Tracert-opdrachtopties
Wanneer we de Tracert-opdracht gebruiken, kunnen we naast het schrijven van de Tracert-opdracht en het IP-adres of de servernaam in de systeemsymboolconsole een aantal opties schrijven om extra gegevens aan te passen of te verkrijgen, hiervoor moeten we de opdracht 'Tracert' invoeren "Een spatie en volgde een van de opties die we hieronder aangeven. Een voorbeeld zou zijn: Tracert -d 192.168.1.1
Laten we eens kijken welke opties we hebben:
- -d: deze optie zorgt ervoor dat de Tracert-opdracht niet op alle IP-adressen een DNS-zoekopdracht uitvoert. Dat wil zeggen, in plaats van de naam van de router te tonen, toont deze ons alleen het IP-adres.

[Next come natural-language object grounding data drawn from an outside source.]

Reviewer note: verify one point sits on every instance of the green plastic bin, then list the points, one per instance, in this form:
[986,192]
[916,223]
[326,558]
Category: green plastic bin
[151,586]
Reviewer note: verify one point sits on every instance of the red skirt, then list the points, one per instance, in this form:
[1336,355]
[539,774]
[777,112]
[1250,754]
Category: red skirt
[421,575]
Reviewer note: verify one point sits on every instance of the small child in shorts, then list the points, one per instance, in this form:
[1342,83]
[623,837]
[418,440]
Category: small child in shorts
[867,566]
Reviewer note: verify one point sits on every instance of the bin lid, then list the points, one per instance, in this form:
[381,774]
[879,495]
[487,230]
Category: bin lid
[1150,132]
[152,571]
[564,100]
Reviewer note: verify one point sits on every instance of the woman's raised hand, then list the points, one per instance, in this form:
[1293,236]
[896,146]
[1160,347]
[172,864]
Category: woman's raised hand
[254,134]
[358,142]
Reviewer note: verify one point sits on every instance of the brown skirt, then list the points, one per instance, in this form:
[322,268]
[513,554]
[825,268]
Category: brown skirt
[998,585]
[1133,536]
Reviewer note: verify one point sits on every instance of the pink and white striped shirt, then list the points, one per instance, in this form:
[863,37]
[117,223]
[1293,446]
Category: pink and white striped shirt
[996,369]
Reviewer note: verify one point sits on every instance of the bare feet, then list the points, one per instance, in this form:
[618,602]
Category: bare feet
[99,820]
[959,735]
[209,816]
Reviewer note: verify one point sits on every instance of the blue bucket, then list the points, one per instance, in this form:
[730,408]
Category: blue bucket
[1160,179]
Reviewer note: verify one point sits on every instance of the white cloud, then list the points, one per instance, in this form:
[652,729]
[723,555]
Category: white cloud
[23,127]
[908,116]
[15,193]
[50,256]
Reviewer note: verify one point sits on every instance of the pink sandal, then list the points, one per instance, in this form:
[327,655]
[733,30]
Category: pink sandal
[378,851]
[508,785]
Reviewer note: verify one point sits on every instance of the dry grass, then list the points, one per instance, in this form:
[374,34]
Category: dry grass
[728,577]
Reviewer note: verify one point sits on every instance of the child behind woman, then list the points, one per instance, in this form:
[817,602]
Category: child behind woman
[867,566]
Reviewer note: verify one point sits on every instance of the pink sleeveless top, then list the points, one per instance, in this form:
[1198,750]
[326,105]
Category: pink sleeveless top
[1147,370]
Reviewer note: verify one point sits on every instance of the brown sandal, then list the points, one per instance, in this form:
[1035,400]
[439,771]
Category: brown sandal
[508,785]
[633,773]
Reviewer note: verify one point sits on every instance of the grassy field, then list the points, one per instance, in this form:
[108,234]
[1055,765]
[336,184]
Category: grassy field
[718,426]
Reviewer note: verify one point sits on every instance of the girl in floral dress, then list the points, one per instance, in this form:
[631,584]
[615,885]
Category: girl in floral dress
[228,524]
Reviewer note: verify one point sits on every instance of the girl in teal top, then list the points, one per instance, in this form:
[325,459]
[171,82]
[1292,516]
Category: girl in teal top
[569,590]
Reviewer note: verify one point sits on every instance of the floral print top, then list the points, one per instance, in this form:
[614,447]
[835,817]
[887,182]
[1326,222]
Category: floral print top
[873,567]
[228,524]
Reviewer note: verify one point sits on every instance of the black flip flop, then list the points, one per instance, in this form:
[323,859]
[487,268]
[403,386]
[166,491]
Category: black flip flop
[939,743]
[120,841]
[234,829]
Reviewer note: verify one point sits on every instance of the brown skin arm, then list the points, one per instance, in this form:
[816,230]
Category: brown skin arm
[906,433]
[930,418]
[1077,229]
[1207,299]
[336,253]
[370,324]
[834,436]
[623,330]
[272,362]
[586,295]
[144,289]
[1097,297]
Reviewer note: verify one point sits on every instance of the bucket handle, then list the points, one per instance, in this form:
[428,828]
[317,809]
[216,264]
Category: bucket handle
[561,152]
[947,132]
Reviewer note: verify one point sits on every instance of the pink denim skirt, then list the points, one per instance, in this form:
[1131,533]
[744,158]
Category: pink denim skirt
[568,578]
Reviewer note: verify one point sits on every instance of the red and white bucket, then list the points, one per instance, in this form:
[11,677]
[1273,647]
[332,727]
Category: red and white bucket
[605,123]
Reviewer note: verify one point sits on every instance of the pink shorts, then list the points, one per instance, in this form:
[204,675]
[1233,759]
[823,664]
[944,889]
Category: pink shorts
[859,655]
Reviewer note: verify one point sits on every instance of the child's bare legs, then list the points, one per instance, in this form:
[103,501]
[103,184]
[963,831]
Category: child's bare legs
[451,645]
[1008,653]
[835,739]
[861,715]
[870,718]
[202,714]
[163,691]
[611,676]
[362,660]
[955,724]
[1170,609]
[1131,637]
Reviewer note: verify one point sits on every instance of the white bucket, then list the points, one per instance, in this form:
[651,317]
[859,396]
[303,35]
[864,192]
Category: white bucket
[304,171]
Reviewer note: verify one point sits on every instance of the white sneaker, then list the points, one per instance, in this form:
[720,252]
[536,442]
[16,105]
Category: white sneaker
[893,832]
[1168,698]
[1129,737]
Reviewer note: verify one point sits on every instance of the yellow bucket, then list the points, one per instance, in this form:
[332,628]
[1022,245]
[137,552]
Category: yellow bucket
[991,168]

- -h: Met deze optie kunnen we het aantal maximale sprongen opgeven dat de Tracert-opdracht kan uitvoeren. Om dit te doen moeten we het commando als volgt invoeren. Tracert -h «aantal hops» «ip-adres of hostnaam» .
- -j: Deze optie is om aan de tracert-opdracht aan te geven wat de niet-strikte oorsprong van het verzoek aan de host zal zijn. Om dit te doen, moeten we de optie -j invoeren, een spatie, gevolgd door de bronhost die we willen. Het werkt alleen met IPv4 IP-adressen.
- -w: deze optie wordt gebruikt om de maximale wachttijd in milliseconden aan te geven in elke reactie voordat de verbindingsfout wordt gegeven. Om dit te doen, moeten we de optie -w, een spatie en de tijd in milliseconden invoeren die we willen.
- -R: deze optie wordt gebruikt om de terugreisroute te volgen. Het werkt alleen met IPv6 IP-adressen.
- -S: deze optie dient om aan de tracert-opdracht aan te geven welk bronadres we willen gebruiken. Hiertoe moeten we de optie -s invoeren, een spatie, gevolgd door het bron-IP-adres.
- -4: deze optie dient om het gebruik van IPv4 IP-adressen te forceren.
- -6: deze optie helpt ons het gebruik van IPv6 IP-adressen te forceren.
Zoals we hebben gezien, helpt het Tracert-commando ons niet alleen om te weten welke route het verzenden van een datapakket naar zijn uiteindelijke hostbestemming neemt. Maar het helpt ons ook om de prestaties van het netwerk te diagnosticeren, als er een fout is in een interne router van ons lokale netwerk of als er een probleem is in een externe router naar een andere server. Zonder twijfel kan het tracert-commando veel twijfels en vragen over een netwerkprobleem dat we hebben verhelderen. Als u vragen heeft, laat het ons dan weten in de comments.